Prezes Górnika Zabrze spowodował kolizję – w jednym z samochodów zaparkowanych na poboczu uszkodził nadkole i zderzak, a w drugim urwał lusterko. Mężczyzna nie miał przy sobie prawa jazdy.
Z pewnością nie byłoby w tym nic zaskakującego, gdyby nie fakt, że Sarnowski... nie zapomniał dokumentu, a po prostu go nie posiada. Prawo jazdy stracił kilka lat wcześniej, przekroczył dozwoloną ilość punktów karnych.

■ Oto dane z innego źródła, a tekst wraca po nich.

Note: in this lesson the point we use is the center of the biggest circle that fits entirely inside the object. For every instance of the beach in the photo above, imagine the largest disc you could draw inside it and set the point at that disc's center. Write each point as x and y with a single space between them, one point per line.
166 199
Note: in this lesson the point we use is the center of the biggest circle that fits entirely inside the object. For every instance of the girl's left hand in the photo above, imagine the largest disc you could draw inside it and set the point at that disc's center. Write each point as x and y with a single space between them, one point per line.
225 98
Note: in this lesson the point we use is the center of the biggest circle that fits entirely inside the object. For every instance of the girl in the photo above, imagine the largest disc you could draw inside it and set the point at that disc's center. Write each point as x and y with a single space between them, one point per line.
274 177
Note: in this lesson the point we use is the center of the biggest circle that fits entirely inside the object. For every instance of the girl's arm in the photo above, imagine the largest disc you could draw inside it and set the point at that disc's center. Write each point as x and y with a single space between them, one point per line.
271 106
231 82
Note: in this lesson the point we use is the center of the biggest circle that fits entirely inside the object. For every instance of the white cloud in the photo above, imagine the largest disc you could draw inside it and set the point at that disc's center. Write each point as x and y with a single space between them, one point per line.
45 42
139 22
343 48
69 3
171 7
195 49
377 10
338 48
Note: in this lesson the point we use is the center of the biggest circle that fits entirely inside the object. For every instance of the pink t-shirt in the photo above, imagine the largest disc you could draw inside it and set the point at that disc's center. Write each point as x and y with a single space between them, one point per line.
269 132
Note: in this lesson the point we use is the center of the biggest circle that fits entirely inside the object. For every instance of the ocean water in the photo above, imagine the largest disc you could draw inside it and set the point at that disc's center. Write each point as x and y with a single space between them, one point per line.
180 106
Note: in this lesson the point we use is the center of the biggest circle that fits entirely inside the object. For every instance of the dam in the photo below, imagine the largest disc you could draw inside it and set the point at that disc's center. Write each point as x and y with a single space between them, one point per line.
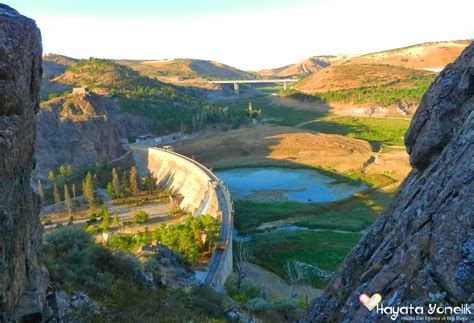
202 192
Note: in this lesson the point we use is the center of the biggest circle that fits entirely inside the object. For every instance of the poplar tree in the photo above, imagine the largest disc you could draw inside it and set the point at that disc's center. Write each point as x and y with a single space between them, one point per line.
74 192
51 176
88 189
41 191
67 200
57 197
134 181
125 189
116 221
116 182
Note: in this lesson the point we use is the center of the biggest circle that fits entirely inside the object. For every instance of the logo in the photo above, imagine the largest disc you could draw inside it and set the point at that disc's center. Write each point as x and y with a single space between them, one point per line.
370 302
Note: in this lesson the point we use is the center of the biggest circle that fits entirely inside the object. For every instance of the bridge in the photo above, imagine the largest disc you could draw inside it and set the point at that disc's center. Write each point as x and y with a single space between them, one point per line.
237 82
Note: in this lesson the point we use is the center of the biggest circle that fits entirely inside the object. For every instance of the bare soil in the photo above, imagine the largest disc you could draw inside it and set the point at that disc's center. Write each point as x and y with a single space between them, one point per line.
276 146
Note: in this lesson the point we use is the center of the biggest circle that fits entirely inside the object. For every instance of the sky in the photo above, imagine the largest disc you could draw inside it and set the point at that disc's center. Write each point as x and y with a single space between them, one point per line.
247 34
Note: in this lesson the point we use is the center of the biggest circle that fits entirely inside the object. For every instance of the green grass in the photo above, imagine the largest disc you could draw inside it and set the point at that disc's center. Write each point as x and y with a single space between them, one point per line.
272 113
322 250
353 214
389 131
249 215
388 94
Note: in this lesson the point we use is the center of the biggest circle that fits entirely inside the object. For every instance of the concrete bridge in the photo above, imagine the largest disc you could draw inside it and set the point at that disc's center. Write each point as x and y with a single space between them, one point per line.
203 192
237 82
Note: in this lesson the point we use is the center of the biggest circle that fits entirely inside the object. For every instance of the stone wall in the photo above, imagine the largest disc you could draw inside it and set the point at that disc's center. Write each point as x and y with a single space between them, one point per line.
184 176
203 193
23 280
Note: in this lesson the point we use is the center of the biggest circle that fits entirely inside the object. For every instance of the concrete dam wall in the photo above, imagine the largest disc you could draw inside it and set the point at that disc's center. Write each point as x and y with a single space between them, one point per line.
203 193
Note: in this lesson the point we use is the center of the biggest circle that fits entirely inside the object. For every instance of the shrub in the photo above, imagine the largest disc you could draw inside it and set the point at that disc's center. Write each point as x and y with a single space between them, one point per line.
140 217
205 300
259 305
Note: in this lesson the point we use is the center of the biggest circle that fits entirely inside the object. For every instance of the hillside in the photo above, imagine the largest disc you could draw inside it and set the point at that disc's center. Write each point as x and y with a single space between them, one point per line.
350 76
419 251
300 69
81 129
432 56
189 68
54 64
365 89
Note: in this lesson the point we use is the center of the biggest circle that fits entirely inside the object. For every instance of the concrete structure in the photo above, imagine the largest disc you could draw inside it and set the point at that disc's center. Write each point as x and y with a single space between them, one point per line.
237 82
203 193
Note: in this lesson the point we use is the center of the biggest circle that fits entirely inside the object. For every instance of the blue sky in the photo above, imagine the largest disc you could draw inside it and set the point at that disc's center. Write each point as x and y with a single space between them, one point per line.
243 33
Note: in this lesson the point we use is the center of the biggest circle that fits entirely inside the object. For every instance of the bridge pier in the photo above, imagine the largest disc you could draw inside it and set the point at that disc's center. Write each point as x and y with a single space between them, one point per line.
236 88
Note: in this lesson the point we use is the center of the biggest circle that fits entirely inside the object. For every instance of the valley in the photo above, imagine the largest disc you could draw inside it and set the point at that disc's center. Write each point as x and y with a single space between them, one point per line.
309 172
309 168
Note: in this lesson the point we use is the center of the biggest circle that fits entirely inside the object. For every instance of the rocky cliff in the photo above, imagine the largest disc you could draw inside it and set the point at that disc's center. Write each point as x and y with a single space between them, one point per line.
23 280
82 128
421 250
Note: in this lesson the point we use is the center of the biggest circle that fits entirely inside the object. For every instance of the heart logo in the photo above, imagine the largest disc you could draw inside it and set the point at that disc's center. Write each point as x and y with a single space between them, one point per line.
370 302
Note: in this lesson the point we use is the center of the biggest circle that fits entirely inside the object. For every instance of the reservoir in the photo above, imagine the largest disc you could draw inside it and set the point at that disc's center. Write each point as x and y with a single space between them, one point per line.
273 184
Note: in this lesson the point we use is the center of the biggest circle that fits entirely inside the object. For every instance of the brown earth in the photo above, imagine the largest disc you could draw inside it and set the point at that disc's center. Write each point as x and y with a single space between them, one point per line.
82 129
299 69
420 250
435 55
353 76
274 286
276 145
392 161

Hałda przykopalniana zasypała mężczyznę!? Trwają poszukiwania
Prezes Górnika Zabrze dostał mandat. Straty, które spowodował w związku z kolizją nie były wysokie, jednak to nie koniec problemów mężczyzny. W związku z tym, że prowadził samochód, mimo odebrania mu prawa jazdy, grożą mu aż dwa lata więzienia.
Jak udało się ustalić dziennikarzom Gazety Wyborczej, Sarnowski wsiadł w służbowe auto, bo "miał do załatwienia pilną sprawę". Zarówno w rozmowie jak i w specjalnie wydanym oświadczeniu podkreślił, że bardzo żałuje zaistniałej sytuacji.
O sprawie wiedzą już także władze miasta, które są właścicielem klubu. Urzędnicy po złożeniu wyjaśnień przez Sarnowskiego podejmą odpowiednie kroki.